Rue Picasso 7
Dieser Straßenname hört sich wie Hohn an, wenn die Kamera nach einem Drohnenflug in diesem Wohnhochhaus in der Pariser Banlieu ankommt.
Der Blick in die Wohnung in der vielleicht achten Etage zeigt eine Trauersituation. Eine alte Frau ist gestorben, afrikanische Einwanderin, die Frauen nehmen Abschied am Sarg, der in einem der Zimmer aufgebahrt ist.
Männer versuchen den Sarg durch das enge Treppenhaus runterzutragen. Sofort werden Erinnerungen an Spiders: Ihr Biss ist der Tod wach. Dieses enge Treppenhaus, die Graffitis, der Lift der ausfällt, der Zustand des Hauses.

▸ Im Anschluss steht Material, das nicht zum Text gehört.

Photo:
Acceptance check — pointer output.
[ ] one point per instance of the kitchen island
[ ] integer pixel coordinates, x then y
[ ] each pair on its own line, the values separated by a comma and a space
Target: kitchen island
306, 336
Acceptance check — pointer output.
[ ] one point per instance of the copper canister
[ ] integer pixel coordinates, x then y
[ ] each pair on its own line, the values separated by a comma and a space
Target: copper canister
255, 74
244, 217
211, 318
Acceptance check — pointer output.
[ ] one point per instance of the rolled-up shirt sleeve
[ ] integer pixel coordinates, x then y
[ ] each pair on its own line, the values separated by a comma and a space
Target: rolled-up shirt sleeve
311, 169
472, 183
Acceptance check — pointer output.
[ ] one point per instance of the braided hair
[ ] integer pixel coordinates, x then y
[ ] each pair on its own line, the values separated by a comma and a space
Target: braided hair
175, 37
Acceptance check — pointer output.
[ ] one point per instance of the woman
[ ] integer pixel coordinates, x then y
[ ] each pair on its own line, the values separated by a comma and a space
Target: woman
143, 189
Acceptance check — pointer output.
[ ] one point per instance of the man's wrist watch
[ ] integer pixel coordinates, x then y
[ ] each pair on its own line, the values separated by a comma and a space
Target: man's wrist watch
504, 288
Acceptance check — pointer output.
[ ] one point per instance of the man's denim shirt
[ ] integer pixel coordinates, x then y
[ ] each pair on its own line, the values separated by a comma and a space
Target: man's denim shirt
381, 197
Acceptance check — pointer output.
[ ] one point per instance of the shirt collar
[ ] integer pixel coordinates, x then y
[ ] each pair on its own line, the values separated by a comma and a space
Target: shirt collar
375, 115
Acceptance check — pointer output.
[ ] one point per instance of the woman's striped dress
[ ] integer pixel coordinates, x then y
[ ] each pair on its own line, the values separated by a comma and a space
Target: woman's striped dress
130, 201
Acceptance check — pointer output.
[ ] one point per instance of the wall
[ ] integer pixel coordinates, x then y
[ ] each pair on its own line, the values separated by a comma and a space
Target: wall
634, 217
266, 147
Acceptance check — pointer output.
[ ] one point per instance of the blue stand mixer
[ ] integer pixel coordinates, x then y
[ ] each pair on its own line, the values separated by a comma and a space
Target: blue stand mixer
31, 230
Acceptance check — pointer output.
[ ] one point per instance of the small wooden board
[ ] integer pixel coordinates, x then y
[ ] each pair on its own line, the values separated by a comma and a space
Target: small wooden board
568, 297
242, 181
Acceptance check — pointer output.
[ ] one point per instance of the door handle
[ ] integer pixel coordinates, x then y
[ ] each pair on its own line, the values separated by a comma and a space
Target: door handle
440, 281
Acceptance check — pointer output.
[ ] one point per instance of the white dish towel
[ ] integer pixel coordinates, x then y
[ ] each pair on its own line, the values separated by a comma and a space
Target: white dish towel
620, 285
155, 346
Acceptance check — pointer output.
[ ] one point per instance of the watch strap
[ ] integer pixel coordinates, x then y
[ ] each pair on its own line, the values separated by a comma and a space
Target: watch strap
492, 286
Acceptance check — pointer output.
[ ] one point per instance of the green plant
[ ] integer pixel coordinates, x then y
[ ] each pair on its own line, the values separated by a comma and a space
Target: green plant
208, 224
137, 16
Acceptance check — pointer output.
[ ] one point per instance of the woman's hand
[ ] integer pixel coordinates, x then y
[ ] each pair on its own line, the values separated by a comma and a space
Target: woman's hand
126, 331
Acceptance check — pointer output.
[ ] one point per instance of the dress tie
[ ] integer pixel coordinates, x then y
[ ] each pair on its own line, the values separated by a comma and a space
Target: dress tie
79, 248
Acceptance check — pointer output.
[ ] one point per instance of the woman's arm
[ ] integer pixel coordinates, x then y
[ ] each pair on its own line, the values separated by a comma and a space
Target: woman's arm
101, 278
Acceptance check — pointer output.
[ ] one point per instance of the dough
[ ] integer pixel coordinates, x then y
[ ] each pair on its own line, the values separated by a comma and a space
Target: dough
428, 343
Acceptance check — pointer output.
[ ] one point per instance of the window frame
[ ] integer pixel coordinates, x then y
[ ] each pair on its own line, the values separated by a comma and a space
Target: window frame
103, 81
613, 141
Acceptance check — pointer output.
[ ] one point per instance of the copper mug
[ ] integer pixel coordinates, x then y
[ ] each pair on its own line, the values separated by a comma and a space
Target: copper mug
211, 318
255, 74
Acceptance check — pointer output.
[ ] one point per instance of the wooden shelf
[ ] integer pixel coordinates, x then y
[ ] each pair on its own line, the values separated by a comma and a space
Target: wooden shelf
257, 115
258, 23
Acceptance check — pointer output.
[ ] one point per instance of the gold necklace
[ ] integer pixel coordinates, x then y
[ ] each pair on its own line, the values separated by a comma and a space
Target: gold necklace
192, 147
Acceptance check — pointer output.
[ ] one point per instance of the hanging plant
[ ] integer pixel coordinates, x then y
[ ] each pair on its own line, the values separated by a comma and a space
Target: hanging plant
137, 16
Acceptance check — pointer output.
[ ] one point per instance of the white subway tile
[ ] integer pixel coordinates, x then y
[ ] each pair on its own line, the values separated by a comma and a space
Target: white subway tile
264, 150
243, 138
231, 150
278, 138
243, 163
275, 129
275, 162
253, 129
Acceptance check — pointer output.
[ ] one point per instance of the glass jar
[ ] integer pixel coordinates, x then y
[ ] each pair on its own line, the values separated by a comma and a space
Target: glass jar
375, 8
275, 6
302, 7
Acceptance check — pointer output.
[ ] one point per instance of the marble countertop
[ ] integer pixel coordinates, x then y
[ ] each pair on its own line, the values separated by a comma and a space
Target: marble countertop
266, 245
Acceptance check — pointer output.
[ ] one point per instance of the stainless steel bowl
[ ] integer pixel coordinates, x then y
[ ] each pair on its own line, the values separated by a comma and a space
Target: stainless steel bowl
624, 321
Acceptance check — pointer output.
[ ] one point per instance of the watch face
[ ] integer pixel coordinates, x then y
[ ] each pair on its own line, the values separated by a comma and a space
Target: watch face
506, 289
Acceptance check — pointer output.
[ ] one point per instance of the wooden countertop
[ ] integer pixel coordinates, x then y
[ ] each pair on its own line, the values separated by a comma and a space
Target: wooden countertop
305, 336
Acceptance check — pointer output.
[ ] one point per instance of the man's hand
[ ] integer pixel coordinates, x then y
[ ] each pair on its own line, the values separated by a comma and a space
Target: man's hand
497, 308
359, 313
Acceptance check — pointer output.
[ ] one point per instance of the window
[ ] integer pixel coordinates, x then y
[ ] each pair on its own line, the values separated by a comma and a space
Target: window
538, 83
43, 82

Es dauert nicht lange, bis so ein Block in Anwesenheit der Politprominenz des Stadtteils gesprengt wird. Hier kommt die Erinnerung an einen anderen, jüngeren Banlieu-Film Gagarin – Einmal schwerelos und zurück. Auch dort wird so ein Wohnhochhaus gesprengt. Die Abrissbegründung ist immer dieselbe: der Stadtteil soll schöner und besser werden.
Hier im Film von Ladj Ly (Die Wütenden), der mit Giordano Gederlioni und Dominique Baumard auch das Drehbuch geschrieben hat, bricht im nach der Sprengung massiv aufgewirbelten Staub der schärpenbehangte Bürgermeister tot zusammen. Pierre Forges (Alexis Manenti) übernimmt den Job kommissarisch. Er will mit harter Hand im Quartier durchgreifen.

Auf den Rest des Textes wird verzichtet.